As the main home to the Inupiat eskimos for over 1,000 years, Barrow is one of the USA’s most northerly cities. Its Arctic location means the city sits on a foundation of permafrost and sea ice remains offshore throughout the year.
Tristan da Cunha, Atlantic Ocean
Nestled in the South Atlantic midway between Africa and South America, this is one of the most remote inhabited archipelagos on Earth. A British Overseas Territory, the closest land mass to the island is Saint Helena, more than 1,500 miles away. The only access is via boat, as the landscape is far too rocky to create an airfield.
Amundsen-Scott Scientific Station, South Pole
Found at the Geographic South Pole, this Antarctic research station has been manned since November 1956. There is a runway for aircraft, which operate predominately throughout the Antarctic summer, and an ice road from McMurdo. However, during the Antartic winter, the scientists based here are generally completely cut off from the world.
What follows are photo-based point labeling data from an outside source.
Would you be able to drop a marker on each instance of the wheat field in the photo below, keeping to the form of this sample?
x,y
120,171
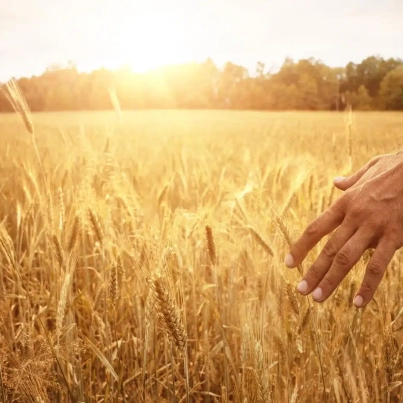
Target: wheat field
x,y
142,260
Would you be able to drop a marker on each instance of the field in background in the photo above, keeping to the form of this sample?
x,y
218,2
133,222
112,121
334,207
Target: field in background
x,y
106,249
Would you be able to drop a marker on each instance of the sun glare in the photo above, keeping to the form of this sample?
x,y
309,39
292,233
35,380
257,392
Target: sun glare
x,y
151,42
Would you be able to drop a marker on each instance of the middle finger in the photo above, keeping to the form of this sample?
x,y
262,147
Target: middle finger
x,y
325,259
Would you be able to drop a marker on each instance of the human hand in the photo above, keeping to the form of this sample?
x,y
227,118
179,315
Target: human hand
x,y
368,215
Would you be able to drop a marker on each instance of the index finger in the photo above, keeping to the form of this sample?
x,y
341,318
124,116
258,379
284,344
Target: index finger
x,y
328,221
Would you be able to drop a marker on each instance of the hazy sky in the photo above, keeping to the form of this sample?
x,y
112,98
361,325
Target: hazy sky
x,y
150,33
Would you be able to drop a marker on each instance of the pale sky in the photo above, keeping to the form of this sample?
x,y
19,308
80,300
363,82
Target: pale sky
x,y
150,33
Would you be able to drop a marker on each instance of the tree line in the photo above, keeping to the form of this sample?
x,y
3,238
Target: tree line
x,y
308,84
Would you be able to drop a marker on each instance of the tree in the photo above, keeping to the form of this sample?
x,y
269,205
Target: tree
x,y
391,92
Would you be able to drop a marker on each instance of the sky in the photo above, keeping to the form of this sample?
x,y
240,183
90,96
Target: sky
x,y
148,34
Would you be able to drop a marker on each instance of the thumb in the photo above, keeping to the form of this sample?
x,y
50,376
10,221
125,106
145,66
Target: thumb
x,y
343,183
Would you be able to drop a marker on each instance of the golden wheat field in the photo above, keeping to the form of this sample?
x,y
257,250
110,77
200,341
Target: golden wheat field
x,y
142,260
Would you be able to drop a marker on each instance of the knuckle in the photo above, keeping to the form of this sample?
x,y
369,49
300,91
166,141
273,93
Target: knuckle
x,y
343,258
328,283
374,269
314,273
312,228
366,286
329,250
354,213
374,160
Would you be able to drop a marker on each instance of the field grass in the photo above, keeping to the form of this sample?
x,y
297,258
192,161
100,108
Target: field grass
x,y
114,290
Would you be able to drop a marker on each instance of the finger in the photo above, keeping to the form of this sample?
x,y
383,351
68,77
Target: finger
x,y
325,259
373,274
343,183
328,221
343,262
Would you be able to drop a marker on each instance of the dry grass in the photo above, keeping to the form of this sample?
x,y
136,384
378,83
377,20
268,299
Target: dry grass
x,y
144,263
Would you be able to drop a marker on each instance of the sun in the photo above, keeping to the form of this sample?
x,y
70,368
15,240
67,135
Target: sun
x,y
151,42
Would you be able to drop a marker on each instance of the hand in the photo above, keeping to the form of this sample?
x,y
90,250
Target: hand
x,y
368,215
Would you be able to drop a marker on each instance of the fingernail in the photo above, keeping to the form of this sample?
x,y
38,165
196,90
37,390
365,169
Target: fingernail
x,y
358,301
338,179
317,294
289,261
302,287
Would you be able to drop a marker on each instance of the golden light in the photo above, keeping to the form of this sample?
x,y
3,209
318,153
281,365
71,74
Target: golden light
x,y
149,42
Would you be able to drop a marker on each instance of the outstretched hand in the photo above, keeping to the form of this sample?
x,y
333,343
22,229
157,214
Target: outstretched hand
x,y
369,214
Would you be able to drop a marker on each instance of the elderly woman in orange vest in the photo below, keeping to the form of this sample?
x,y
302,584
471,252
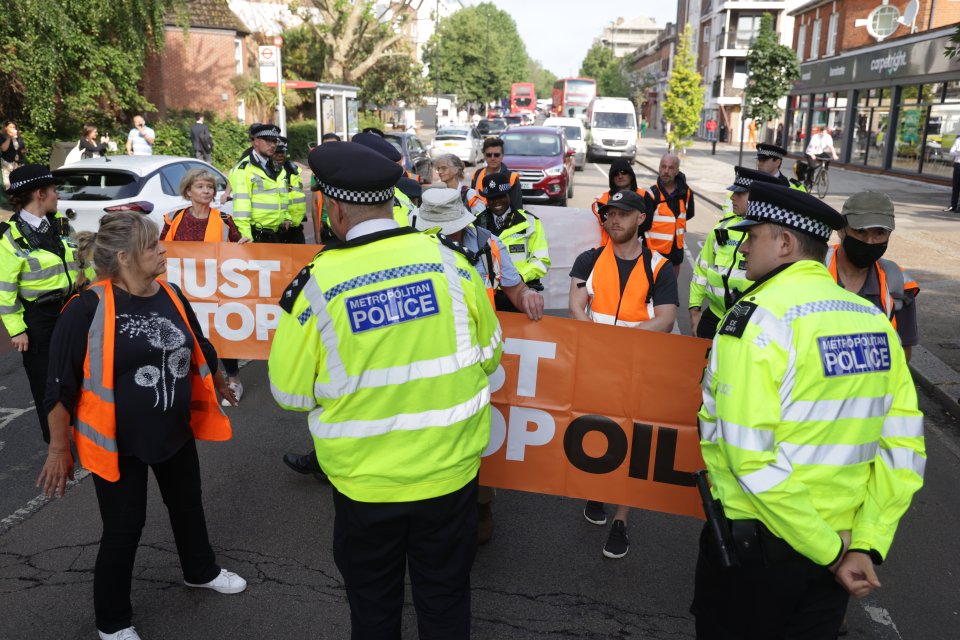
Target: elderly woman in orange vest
x,y
132,368
200,223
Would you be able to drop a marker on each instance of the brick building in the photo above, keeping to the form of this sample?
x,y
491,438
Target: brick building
x,y
197,63
873,75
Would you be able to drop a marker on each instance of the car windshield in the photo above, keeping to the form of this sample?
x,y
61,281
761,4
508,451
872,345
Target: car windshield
x,y
96,184
613,121
519,144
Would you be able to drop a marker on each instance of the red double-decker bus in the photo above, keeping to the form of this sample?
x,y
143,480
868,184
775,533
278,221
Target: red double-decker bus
x,y
523,98
572,96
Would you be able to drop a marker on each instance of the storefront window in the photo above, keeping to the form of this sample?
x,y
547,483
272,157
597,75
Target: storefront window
x,y
943,127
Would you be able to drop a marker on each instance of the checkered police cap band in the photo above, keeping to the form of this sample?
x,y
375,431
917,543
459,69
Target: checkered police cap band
x,y
767,212
352,195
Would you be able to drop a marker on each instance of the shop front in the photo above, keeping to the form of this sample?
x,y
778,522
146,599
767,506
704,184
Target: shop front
x,y
894,107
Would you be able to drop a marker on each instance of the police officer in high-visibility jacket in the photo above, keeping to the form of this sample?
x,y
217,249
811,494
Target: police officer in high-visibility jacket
x,y
38,273
624,284
521,232
259,189
810,432
387,339
296,197
718,273
858,265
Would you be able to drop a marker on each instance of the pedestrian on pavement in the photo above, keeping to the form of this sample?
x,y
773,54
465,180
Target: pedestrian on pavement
x,y
402,450
493,154
141,138
130,364
810,432
38,273
770,159
672,205
621,178
13,151
201,223
88,143
622,283
521,232
451,171
719,273
296,198
259,188
857,263
955,193
201,139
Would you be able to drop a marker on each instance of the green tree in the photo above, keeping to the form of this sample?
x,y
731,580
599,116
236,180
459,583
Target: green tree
x,y
456,54
63,62
684,100
773,70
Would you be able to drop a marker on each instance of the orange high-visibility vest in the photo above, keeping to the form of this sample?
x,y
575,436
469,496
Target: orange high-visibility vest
x,y
891,277
602,200
667,225
95,428
607,306
216,230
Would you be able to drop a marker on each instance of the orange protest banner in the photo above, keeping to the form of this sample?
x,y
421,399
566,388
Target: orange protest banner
x,y
597,412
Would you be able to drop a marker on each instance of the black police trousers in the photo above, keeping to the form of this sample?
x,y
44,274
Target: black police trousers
x,y
781,596
374,542
40,318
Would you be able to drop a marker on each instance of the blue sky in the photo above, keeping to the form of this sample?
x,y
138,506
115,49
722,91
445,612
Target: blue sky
x,y
559,32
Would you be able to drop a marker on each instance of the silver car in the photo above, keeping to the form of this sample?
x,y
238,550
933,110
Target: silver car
x,y
149,184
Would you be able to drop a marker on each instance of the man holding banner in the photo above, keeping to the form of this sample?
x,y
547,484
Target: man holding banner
x,y
387,338
810,432
624,284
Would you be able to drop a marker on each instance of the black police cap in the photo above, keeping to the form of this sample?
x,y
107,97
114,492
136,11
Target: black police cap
x,y
776,204
353,173
746,177
378,144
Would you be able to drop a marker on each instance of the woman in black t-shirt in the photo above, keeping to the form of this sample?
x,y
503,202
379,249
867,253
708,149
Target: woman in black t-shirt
x,y
138,387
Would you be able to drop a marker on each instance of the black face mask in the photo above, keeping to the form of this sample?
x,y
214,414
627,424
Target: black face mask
x,y
862,254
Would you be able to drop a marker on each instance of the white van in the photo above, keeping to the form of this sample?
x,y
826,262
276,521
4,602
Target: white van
x,y
612,129
576,137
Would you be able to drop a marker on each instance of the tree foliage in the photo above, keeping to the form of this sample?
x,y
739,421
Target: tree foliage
x,y
66,61
773,70
684,100
456,54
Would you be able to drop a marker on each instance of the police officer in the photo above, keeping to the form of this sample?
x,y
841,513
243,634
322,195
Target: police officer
x,y
811,434
259,188
858,265
718,273
521,232
38,273
387,339
770,159
296,198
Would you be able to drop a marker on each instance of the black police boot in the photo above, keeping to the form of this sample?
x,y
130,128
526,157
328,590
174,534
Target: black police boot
x,y
306,463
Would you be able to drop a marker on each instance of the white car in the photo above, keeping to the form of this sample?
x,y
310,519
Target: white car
x,y
576,137
149,184
464,142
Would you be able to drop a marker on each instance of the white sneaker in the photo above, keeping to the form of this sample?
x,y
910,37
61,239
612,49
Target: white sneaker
x,y
237,388
124,634
226,582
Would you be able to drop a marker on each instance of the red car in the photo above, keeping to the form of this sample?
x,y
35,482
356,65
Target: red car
x,y
545,164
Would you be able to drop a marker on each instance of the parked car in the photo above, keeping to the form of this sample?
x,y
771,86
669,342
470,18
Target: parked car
x,y
415,157
576,137
491,127
149,184
544,161
464,142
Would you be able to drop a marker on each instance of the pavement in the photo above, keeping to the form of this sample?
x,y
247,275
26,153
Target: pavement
x,y
926,243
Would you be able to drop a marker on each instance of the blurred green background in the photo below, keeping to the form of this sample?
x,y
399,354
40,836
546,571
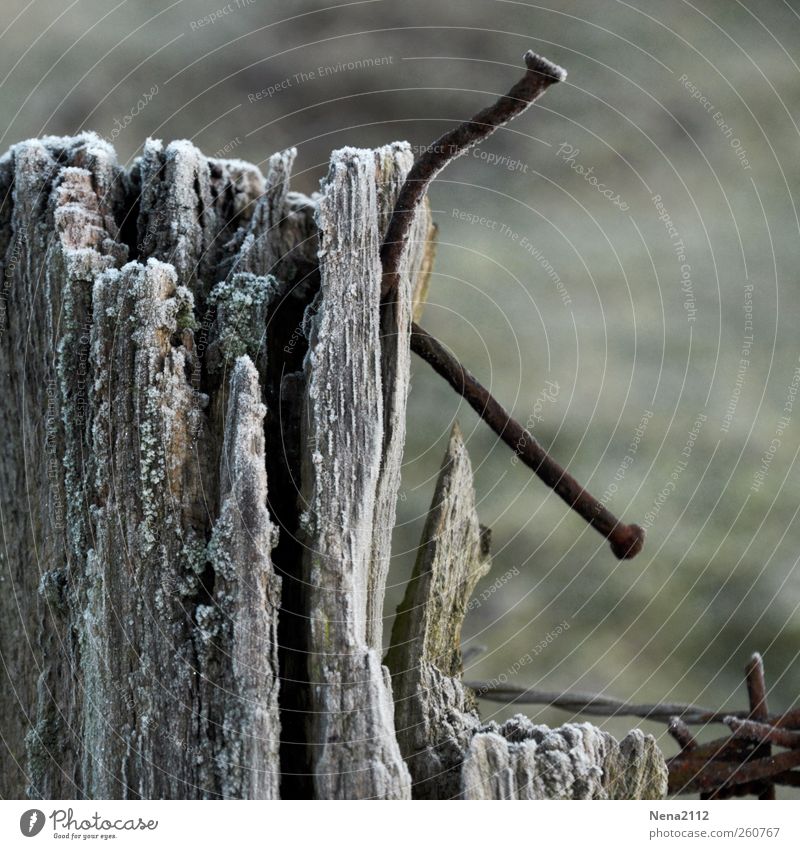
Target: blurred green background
x,y
695,103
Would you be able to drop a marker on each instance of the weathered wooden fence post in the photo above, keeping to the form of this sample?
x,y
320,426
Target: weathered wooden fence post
x,y
203,410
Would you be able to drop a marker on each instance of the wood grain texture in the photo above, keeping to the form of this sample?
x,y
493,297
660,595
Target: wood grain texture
x,y
356,753
520,760
436,716
203,402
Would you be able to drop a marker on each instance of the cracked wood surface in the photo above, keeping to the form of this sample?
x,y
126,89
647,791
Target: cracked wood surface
x,y
204,408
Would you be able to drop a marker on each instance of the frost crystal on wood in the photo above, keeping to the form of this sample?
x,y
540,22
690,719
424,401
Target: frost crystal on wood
x,y
204,413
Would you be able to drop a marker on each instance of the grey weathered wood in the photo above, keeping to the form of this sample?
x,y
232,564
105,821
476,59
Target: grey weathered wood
x,y
203,405
392,164
435,715
449,753
356,753
520,760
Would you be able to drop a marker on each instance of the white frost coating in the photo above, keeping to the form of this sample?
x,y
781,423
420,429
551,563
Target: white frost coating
x,y
435,715
392,164
354,751
520,760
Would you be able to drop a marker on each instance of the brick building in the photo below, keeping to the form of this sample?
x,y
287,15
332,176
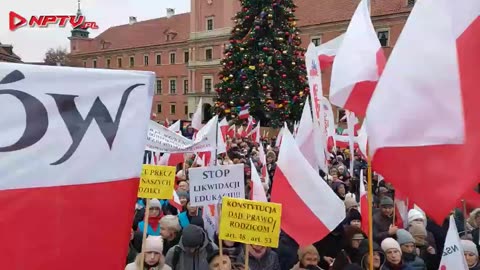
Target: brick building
x,y
7,54
184,50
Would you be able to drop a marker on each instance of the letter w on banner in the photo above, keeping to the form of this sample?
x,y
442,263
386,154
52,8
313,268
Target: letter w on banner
x,y
422,121
86,130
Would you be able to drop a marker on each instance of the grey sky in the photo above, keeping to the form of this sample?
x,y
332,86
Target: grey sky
x,y
32,43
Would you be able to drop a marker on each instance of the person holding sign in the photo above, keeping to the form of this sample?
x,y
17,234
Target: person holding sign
x,y
155,214
154,258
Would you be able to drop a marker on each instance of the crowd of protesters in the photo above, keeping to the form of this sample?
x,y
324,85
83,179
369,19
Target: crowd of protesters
x,y
178,239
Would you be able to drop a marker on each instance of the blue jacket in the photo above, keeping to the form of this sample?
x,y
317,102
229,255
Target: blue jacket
x,y
150,230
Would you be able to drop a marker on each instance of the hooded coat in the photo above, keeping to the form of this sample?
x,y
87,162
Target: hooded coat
x,y
187,260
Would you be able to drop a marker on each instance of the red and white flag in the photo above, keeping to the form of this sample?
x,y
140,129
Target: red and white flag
x,y
306,216
421,122
86,130
326,52
244,112
358,64
197,116
257,192
364,205
305,137
453,257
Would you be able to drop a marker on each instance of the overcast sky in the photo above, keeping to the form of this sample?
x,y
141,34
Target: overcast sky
x,y
32,43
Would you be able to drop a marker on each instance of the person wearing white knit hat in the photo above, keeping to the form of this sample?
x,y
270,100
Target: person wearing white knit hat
x,y
471,254
393,253
153,257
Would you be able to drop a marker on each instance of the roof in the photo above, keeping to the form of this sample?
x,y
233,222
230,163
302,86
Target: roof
x,y
153,32
314,12
143,33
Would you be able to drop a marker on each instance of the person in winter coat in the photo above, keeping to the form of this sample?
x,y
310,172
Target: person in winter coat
x,y
261,258
307,257
378,256
409,253
192,251
349,254
393,254
171,232
424,250
383,226
153,257
155,214
471,254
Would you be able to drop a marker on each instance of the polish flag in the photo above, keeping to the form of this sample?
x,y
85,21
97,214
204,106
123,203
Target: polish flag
x,y
305,137
453,257
430,116
197,116
358,64
175,127
306,216
87,130
175,202
244,112
263,160
364,205
326,52
255,133
231,131
257,192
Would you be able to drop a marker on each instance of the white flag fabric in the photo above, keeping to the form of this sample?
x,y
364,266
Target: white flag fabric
x,y
453,258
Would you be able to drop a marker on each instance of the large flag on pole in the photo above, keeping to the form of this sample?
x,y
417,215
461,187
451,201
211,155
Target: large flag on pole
x,y
85,130
429,115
Pitcairn Islands, Pacific Ocean
Made up of four islands, only tiny Pitcairn – a mere two miles long and one-mile wide – is permanently inhabited by a population of around 50 people. It’s closest neighbours are Tahiti, 1,350 miles away, and Panama, at a distance of 4,100 miles.
Motuo County, Tibetan plateau
This untouched wilderness is located on the southern slopes of the Himalayas and is regarded a sacred site by buddhists. The Brahmaputra river flows through it and it’s basically untouched by tourism.
Koryak Okrug, Siberia
This sparsely populated area, which is located in far-eastern Siberia, is home to bears, reindeer and just 35,000 people.
La Rinconada, Peru
This small mining town in Peru is located at almost 17,000 feet above sea level and is home to around 30,000 miners who toil daily in the local goldmines. Living conditions are pretty extreme, with no paved roads or sewerage system in place!
Surrounded by ice for much of the year, Ittoqqortoormiit is one of the northernmost settlements on Earth. The area has one of the smallest populations in Greenland, at around 600 people, in an area roughly the size of England!